LOVE keeping absolutely every version like this. it codifies the situation where "i can't fuck with this rn but i can't risk losing anything" which i SO relate to
Then the standard set of application programs can be used to compare and merge the files.
ediff bae !!
ooooh so i totally think they made the wrong choice here
The system strives to insulate the users from reconfigurations, providing continuing operation with only negligible delay.
yeah ok but that's just an SLA. it's not "insulating users" that's just doing your job
Requiring user programs to deal with reconfiguration would shift the network costs from the operating system to the applications programs.
(1) HUGE leap from "users" to "user programs" lmao
(2) is it "user" or "application" programs? if the users own files they might care whether they're being rehomed lol
wish they explained the significance of a virtual circuit!!! that's another pouzin neologism which was immediately twisted out of recognition
Network information is kept internally in both a high-level status table and a collection of virtual circuits,
wish this was explained
The virtual circuits deliver messages from site A to site
B (the virtual circuits connect sites, not processes} in the
order they are sent. If a message is lost, the circuit is
closed. The mechanism defends the local site from the
slow operation of a foreign site.
this is so curious for so many reasons! maintaining message ordering is interesting too but i wonder if it could be muxed?
i'm rly curious about this site-to-site communication that wraps individual messages from users bc that is how a ddos-resistant anonymity catenet that hides traffic might work
oh i'm so sad they just drop handles to remote resources when the link breaks! this is where a dependency graph could make sense since progress through it can be halted and resumed!
i do like the idea of recovery manager though. one thing we didn't attempt to do in the pants task graph was any form of retry, or any codification of special conditions around a subgraph. why? because someone else didn't like it. sigh!

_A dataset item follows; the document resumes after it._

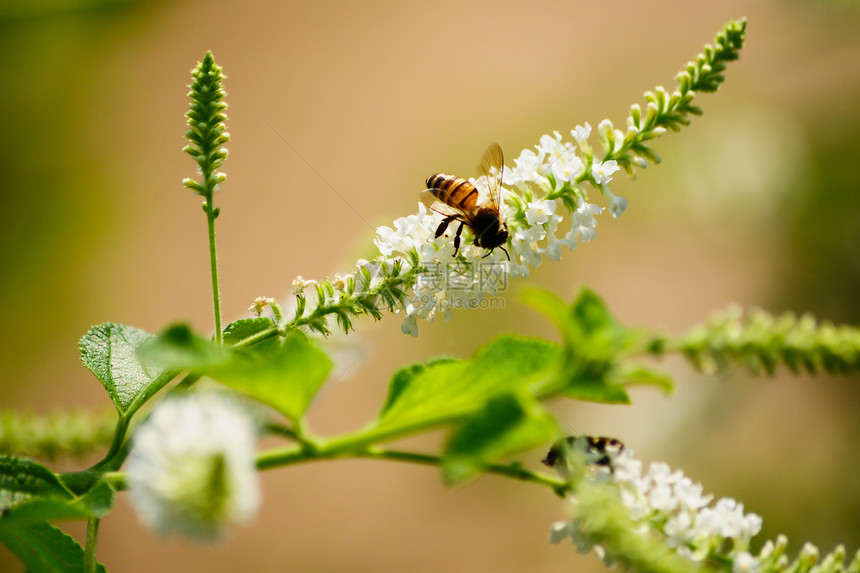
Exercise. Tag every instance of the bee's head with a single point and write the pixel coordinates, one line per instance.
(490, 231)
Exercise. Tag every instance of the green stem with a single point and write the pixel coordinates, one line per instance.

i do kind of like the idea of a named sync context being the locus of a recovery condition, so that if any tasks syncing to the context fail, the context can free its pages. this would absolutely propagate sideways (tasks declaring two contexts would blow up if one does) and upwards (if the sync context can't recover, goes up to its parent context)
hmmmm should a sync context also then be the locus of declaring tasks and their dependencies? that answers another question we never addressed in pants i.e. making the loading of rules into one of the operations of the system as opposed to loading everything in advance
i'm so upset how this wonderful paper is concluding ugh!!! they keep saying "transparent" to mean "opaque" and then they say their biggest problem was not being able to pretend a networked file was local hard enough. i don't believe that for a second. it's not "a failure of transparency" if viewing a remote file is spotty, you're not allowing the user to explicitly relocate that file!!!
We found that the primary motivation for remote execution was load balancing.
completely uninterested in your framing of your users' "motivation" (why are users not even named???) and this is also a ridiculous thing to state without whatsoever describing their experience of local load
anyway that shit was wild
seeing "remote execution" in a 1981 paper and knowing UCLA did it better than us in most ways was both exciting and scary
the google remote execution API is such fucking shit lmao
back to the BSD hagiography
Because 4.2BSD included many new facilities, it suffered a loss of performance compared to 4.1BSD, partly because of the introduction of symbolic links.
blaming two separate things for performance degradation lmao
Some pernicious bugs had been introduced, particularly in the TCP protocol implementation.